May I add that is it so important to remember to 'Smile' often and even when you do not feel like it. 'Hugs' are also so cathartic if the patient is open to them.

As they say"A hug a day keeps the blues away"

hugs and smiles Pictures, Images and Photos

updated JUL 1, 2010
edited by Brynleigh
posted by Brynleigh
3
votes

While I still welcome any other suggestions, I want to thank those that have answered so far. I realize that this may be taking you somewhere that isn't pleasant to think about. I also took care of a relative for many years until he died, and I know the challenges I faced. I think that is why they are planning on putting me in this position.

People are different, though, and I don't assume that I know everything just because I had a similar experience. My mom is a hospice nurse, and through her accounts I know how often the families feel the healthcare system has failed them. I'm hoping that I can help them find solutions.

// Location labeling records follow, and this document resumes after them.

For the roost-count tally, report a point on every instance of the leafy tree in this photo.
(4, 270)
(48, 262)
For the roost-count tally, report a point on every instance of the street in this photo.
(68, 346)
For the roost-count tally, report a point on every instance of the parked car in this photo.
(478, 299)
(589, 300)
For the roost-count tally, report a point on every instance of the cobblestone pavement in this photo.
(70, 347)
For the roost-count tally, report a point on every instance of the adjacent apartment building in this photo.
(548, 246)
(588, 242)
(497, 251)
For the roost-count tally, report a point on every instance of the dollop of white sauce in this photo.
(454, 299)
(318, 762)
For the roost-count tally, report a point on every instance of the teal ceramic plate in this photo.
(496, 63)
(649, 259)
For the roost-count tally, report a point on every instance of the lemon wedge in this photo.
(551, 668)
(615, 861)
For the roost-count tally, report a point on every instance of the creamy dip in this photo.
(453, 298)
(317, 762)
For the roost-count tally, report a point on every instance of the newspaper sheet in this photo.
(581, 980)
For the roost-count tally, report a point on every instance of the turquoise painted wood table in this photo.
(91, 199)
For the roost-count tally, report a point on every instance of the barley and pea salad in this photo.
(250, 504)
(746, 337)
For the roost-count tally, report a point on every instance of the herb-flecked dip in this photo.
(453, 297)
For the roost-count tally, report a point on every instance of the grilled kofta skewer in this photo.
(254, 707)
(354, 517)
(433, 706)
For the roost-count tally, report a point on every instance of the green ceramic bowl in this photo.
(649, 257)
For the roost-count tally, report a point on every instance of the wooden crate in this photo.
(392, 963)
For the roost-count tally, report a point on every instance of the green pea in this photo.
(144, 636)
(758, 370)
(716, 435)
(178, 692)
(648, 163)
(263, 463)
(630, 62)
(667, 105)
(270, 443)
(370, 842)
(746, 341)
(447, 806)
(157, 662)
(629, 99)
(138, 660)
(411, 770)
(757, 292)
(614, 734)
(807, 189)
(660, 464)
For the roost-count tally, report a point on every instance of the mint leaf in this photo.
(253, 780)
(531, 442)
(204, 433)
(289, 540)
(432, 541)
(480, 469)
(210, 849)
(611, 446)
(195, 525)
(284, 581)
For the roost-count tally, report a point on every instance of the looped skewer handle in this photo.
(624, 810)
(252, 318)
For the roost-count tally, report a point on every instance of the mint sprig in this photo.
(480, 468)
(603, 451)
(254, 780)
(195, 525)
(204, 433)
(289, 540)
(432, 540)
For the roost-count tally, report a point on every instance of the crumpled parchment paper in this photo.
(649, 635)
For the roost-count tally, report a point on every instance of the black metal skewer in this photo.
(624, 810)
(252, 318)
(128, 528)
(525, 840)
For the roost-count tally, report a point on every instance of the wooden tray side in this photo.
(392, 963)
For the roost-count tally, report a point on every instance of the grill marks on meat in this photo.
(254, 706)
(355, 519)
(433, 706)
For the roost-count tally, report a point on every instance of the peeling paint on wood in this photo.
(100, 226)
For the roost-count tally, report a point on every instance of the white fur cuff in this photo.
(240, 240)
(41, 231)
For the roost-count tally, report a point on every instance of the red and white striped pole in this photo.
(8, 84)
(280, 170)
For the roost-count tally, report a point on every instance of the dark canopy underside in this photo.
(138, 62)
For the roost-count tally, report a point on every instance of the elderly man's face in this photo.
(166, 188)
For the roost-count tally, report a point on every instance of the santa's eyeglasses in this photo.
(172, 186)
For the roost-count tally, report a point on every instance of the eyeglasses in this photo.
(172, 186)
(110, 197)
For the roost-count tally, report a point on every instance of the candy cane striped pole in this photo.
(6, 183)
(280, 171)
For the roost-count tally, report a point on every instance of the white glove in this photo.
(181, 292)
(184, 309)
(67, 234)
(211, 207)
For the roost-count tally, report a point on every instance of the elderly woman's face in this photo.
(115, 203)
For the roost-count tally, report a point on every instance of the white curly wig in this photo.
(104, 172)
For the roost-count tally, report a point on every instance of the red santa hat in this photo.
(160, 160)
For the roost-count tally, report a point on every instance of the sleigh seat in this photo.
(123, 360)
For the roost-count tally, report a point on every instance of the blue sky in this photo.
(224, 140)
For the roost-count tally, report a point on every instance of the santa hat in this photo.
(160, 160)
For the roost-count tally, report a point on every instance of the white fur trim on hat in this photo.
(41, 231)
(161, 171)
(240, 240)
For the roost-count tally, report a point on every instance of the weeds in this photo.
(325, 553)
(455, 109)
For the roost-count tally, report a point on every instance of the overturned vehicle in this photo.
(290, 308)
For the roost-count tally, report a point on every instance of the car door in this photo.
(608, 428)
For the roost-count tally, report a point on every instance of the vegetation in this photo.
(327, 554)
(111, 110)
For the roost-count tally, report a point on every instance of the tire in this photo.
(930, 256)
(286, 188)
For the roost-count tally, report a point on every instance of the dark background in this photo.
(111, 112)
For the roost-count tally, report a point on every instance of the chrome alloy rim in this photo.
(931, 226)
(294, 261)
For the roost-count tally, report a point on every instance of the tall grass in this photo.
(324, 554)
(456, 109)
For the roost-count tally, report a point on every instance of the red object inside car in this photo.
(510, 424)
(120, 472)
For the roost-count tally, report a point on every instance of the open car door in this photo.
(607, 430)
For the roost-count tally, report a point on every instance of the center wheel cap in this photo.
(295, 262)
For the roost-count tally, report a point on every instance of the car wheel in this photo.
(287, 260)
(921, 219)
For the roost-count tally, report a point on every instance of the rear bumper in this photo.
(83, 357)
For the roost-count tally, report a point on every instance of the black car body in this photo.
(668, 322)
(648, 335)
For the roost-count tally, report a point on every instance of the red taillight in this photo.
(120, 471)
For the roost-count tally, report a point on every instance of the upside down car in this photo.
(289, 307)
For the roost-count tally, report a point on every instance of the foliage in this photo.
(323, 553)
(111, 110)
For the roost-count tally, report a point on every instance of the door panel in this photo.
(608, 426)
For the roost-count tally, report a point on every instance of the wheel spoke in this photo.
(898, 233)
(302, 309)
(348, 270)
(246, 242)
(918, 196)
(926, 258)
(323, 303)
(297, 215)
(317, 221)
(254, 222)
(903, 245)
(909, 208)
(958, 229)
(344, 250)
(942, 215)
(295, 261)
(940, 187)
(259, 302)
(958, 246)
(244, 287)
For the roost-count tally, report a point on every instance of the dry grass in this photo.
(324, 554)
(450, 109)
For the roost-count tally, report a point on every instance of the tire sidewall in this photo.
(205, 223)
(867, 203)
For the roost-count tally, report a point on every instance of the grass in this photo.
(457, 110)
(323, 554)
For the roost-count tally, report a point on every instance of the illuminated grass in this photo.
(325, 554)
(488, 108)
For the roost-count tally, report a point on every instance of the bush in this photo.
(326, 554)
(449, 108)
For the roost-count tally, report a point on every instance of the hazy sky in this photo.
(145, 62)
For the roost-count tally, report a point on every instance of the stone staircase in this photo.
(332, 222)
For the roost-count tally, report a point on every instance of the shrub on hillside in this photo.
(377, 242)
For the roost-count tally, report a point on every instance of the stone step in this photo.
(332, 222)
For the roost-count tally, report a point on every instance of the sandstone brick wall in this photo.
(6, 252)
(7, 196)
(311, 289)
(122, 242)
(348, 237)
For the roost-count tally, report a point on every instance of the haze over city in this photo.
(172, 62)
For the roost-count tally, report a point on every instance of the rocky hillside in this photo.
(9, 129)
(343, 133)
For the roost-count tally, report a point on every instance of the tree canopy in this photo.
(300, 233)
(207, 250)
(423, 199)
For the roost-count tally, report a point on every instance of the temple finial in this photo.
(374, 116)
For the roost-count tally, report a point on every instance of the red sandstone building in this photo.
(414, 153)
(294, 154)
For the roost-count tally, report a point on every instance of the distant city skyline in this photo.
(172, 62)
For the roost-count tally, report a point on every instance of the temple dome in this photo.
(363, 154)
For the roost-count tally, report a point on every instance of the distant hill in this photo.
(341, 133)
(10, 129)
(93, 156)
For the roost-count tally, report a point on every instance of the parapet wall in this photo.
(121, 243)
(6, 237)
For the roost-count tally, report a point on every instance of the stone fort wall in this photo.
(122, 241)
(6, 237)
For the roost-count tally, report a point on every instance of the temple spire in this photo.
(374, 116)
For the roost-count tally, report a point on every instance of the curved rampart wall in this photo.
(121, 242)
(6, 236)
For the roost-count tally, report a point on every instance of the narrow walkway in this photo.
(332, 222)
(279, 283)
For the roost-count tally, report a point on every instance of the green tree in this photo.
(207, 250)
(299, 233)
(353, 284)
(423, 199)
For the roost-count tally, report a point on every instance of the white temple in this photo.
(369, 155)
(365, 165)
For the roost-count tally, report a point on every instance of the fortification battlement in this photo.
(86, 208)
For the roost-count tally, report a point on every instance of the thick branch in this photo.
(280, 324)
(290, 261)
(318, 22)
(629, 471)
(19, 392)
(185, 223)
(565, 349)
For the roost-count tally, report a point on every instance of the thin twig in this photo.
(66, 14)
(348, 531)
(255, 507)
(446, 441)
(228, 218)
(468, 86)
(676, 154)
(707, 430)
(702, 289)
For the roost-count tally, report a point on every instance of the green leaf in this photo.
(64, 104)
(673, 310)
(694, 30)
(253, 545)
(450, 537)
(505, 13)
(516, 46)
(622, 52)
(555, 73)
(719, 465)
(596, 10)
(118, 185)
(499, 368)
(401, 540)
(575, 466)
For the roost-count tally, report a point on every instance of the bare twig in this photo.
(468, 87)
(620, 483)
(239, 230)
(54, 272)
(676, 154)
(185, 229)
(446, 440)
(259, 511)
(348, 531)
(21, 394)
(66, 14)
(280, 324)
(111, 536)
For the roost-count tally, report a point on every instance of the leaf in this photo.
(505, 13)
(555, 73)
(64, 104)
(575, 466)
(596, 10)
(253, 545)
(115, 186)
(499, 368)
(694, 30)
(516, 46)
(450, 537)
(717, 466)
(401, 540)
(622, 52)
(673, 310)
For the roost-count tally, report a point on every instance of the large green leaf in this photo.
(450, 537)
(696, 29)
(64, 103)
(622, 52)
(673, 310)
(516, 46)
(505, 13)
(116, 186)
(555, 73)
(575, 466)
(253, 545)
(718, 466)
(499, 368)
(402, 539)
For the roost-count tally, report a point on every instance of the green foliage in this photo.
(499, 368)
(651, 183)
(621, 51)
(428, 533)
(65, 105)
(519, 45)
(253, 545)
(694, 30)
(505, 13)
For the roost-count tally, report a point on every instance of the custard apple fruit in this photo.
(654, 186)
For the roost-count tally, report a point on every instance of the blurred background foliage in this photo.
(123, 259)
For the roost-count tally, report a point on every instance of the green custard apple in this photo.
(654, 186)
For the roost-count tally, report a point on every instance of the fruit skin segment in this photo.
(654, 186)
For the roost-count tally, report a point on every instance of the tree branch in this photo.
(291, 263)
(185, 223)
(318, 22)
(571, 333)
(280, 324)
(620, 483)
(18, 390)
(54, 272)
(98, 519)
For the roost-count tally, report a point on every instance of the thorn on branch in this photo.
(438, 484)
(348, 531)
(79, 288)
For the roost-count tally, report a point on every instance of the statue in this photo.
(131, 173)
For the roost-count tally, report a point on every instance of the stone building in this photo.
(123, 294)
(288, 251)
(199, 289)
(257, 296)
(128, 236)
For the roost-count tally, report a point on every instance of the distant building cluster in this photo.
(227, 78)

What is interesting about all the answers is that they are things that really should be obvious--and yet they are things that are easily forgotten. So thank you for reminding me. I really am grateful.

updated JUN 30, 2010
posted by 004e13c4
2
votes

That link was out of date so I am putting that national link page here.link text

updated JUL 1, 2010
posted by sanlee
2
votes

Many states have adult day care centers for Seniors. Try a search by putting your state's name living at home adult care. My state came up with advice and links. We have been through this situation with my mother-in-law and it took a lot of perseverance to find her the services she needs. This is what my search came up with.link text

updated JUN 30, 2010
posted by sanlee
1
vote

I'm sorry that I don't have any experience to share or advice to give....I just wanted to say "Good luck" and send my best wishes to you. You're doing an awesome thing by volunteering.

updated JUL 1, 2010
posted by --Mariana--
Thank you! Encouragement is nice too.:) - 004e13c4, JUL 1, 2010
1
vote

I agree with Marianne, it is a wonderful thing that you are volunteering.
I have listed a website (National Institute on Aging) that has a Caregivers Guide [link] (http://www.nia.nih.gov/alzheimers/publications/caregiverguide.htm) Also, please be sure to take care of yourself as well. I hope that you have a supportive director of volunteers with whom you can discuss your experiences (partciularly the painful ones). Best wishes to you in your work!

updated JUL 1, 2010
posted by Lucrecia
1
vote

Hi Matron, I've sent you a PM with my advice smile. I didn't want to post it on an open forum because it's personal. I hope you find it useful.

PS. I really admire you for volunteering smile.

updated JUL 1, 2010
posted by --Jen--
0
votes

I welcome PMs too. I realize that this may be too personal to put on a forum, though it didn't occur to me when I first posted.

Nametaken gave me some helpful advice, and I'm glad that I was sent a PM rather than not hearing useful advice at all.